Considering Alternative Conceptual Models: The Pahute Mesa Flow Model

Gregory J. Ruskauff1 and Andrew V. Wolfsberg2

1 INTERA Inc., gruskauff@intera.com, Las Vegas, NV, USA
2 Los Alamos National Laboratory, awolf@lanl.gov, Los Alamos, NM, USA

ABSTRACT

Underground nuclear testing via deep vertical shafts was conducted at the Nevada Test Site (NTS) from 1951 until 1992. The Pahute Mesa area of the NTS was used for 27 years, and was an area where many of the larger yield tests were conducted. As a consequence of testing, radionuclides were left behind in unsaturated and saturated rocks.
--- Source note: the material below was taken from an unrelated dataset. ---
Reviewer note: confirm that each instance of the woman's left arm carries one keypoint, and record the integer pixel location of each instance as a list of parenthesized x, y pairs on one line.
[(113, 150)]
The Underground Testing Area (UGTA) Project is currently conducting characterization investigations to ensure the protection of the public and the environment, and one of these activities is the construction and calibration of a flow model, which is described here. The Pahute Mesa area has a great depth to groundwater, and exhaustive characterization is not possible. The issue is further compounded by the complexity associated with multiple calderas and basin-andrange faulting in the area. In addition, recharge is highly uncertain in this arid region. Thus, two highlevel conceptual uncertainties, in the geologic framework and in the water balance, are present. The UGTA Project recognizes this high-level uncertainty, and has addressed it by considering a matrix of 7 geologic models and 3 estimates of recharge from widely differing methods (chloride mass balance, empirical Maxey-Eakin, and distributed rainfall-runoff). Fifteen different combinations of geologic and recharge models were calibrated.

Several of the alternative models produced flow fields that, considering calibration metrics alone, were nearly indistinguishable from the expected model. However, some of the models were substantially different. Extensive use of automated parameter estimation software (PEST) to run the FEHM forward models was required, along with the use of distributed computing clusters.